I was the only person who saw.  I was the only person who was watching.  I was the only person who had been worried.  The paramedics arrive incredibly fast, and they are followed by firefighters and police.  I tell one representative of each group what I saw.  They wheel in a gurney to the playground.  The slides still glisten with morning dew.  A nice and very attractive firefighter asks the girls if they would like stickers.  He has clearly done this before, and he bestows upon each child a golden firefighter badge-sticker, which they proceed to wear around all day.
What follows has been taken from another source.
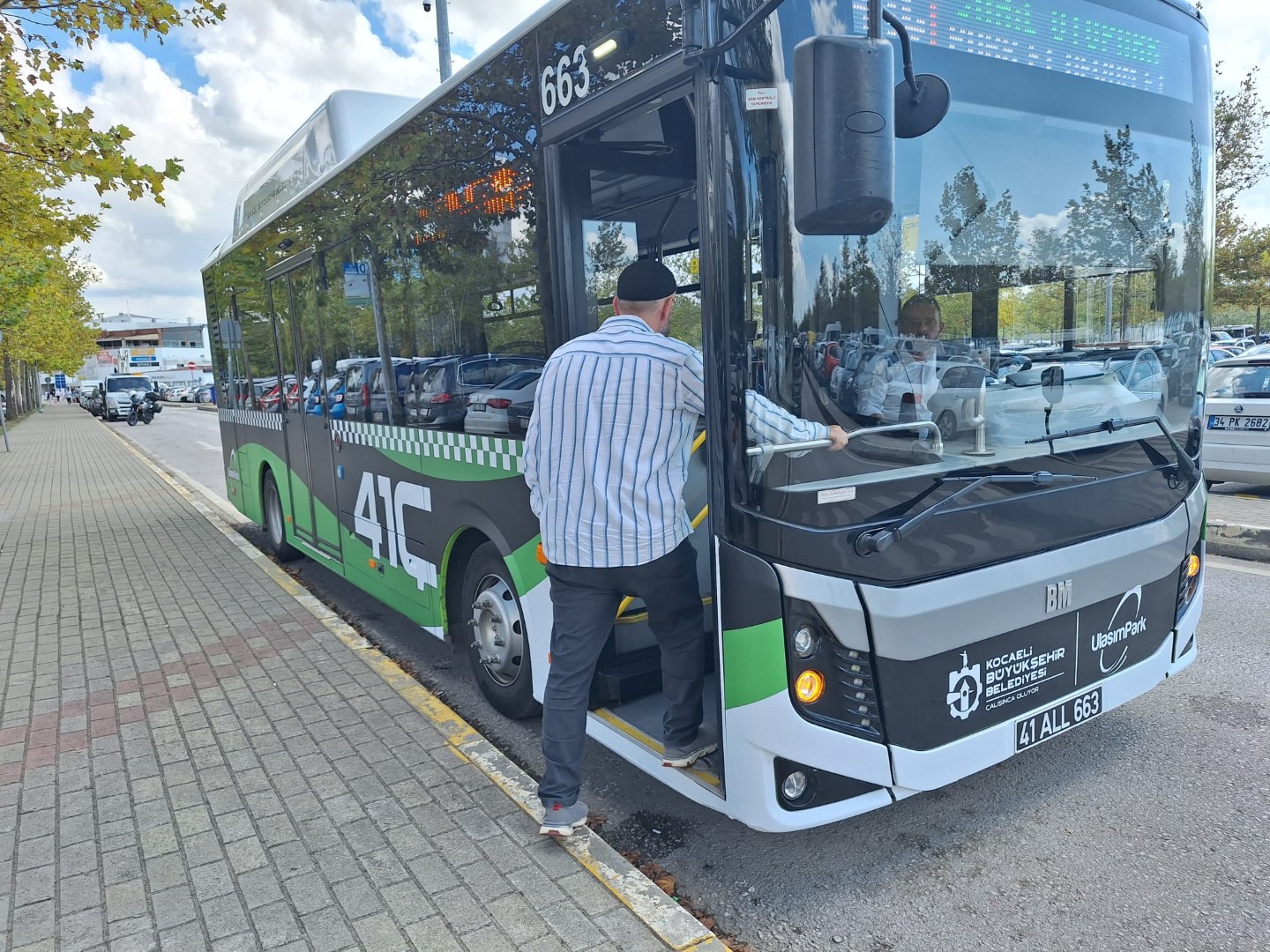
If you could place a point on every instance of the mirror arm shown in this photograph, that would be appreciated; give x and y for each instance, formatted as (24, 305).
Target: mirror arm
(692, 48)
(907, 51)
We leave the playground, and my heart-rate begins to settle.  I imagine the girl being wheeled out of the playground gate.  The girls and I talk about how it’s important to help people when they are hurt and in need.  I see her being lifted into the ambulance and him not being allowed to go with her.  It was a very important thing we did today.  They did not expect their morning to end so abruptly and so terribly.  We stop in a bakery.  I hope they have papers because people can be deported from the hospital.  We get a fancy pastry and split it three ways.  I see the devastation the hospital bills could bring to her whole family.  We rush to the bathroom so Shashi doesn’t have an accident in a busy hipster establishment.  I see him weeping into his hands because he does not know if she is dead.  We go home, and we draw still lifes of a vase of flowers left out on the table.  But maybe they are fine, maybe they have health insurance, maybe they are U.S. citizens.  We tell their mom and dad about our morning adventure.  If we lived in any other country, they would have gotten grounded for skipping school.  Here, their lives could be destroyed forever.

The golden badges affixed to the girls’ cardigans shine in the sunlight coming through the second-story window.  Before I leave for the day, they tire of their prizes and throw them in the trash.